Eager to relieve the searing, bone-deep pain that dogged him, Benda decided to move forward with a hip replacement. He chose to receive a direct anterior hip replacement, which uses a small 3.5- to 4-inch incision on the front of the hip and works between muscles as compared to other forms of hip replacement, which cut through muscles and tendons. This approach can help patients recover more quickly after surgery.
Benda had his surgery on September 25, 2022. Crist and his operating team made their incision and first removed the femoral head, a ball-shaped piece of bone about the diameter of a baseball. Then Crist removed the bone spurs and remaining cartilage from the hip socket, fixed a titanium shell to the hip socket with a screw and lined the shell with a special plastic to allow the joint to move naturally. Crist also replaced the femoral head with a ceramic ball to recreate the hip joint’s natural anatomy.
Research that goes into developing new surgical techniques and monitoring their effectiveness, such as the direct anterior hip replacement, is made possible because physician-researchers like Crist have access to research facilities like the Thompson Center for Regenerative Orthopaedics.
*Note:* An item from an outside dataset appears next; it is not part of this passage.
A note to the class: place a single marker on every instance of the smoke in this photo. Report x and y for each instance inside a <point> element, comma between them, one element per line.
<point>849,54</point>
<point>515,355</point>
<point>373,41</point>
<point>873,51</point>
Crist tells patients like Benda they have an 80% chance of not needing further surgery after 20 years with the new joint.
“He was introduced to us through the Thompson Center and came here because he was impressed with our orthopaedic hospital,” Crist said. “Our work here emphasizes the benefit of specialization in patient care because our doctors, therapists and nurses there are used to taking care of orthopaedic patients. Every hospital wants their patients to have success, but I think the culture here is a big part of how things go.”
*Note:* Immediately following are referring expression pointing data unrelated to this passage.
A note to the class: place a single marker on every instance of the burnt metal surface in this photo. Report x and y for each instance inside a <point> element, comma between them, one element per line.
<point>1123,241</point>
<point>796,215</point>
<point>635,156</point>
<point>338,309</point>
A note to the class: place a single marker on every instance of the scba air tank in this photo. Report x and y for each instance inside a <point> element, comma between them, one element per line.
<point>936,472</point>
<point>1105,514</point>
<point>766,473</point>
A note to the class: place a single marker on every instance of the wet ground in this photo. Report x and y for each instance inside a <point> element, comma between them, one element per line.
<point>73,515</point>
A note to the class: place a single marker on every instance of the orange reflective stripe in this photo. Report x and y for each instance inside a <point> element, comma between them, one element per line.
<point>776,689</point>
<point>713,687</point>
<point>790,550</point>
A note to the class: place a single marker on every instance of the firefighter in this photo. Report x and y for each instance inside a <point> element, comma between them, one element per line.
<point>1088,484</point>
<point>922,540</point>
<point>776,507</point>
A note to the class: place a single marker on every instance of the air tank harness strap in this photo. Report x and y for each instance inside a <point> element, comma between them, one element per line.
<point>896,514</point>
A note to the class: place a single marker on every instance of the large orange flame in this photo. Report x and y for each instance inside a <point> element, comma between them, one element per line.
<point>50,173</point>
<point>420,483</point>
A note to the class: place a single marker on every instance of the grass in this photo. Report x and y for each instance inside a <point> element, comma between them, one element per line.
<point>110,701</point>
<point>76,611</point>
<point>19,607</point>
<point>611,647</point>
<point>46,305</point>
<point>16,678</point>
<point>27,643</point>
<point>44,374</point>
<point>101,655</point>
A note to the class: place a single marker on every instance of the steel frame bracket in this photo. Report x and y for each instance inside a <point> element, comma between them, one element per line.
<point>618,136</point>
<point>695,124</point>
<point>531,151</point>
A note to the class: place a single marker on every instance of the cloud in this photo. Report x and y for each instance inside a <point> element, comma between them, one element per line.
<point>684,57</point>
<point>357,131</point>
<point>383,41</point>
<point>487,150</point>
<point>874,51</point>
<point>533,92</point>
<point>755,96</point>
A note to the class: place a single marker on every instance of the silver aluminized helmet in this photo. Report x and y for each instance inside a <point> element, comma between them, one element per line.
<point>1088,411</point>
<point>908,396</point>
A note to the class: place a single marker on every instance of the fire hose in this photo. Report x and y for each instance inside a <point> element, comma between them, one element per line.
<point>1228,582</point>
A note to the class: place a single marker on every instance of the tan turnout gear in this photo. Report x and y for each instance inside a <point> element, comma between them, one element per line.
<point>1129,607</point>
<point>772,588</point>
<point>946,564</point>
After an overnight hospital stay, John and Carol left with detailed instructions on how to care for his new joint. They drove to central Illinois to spend the holidays with family, stopping so Benda could stretch his hip.
He did physical therapy at home, and Crist followed up with Benda via telehealth appointments to make sure his rehab was going smoothly and that his pain was improving. Three months later, Benda felt like a younger version of himself walking around on vacation.
“Although there was some discomfort for a few days, I was doing stairs almost immediately and walking miles shortly thereafter,” Benda said. “I did not use a walker more than a week. And we went to Europe in December, visited Christmas markets in Germany and was on my feet six, seven miles a day. No pain in the cold or anything like that.”
He hasn't missed a step since and is making the most of life as a retiree: playing bridge, bocce and hitting the pickleball courts five days a week.
“We live around other retirees who have also had hip replacements and unfortunately did not have the results I did,” Benda said. “Frankly, it was a better outcome than I expected.”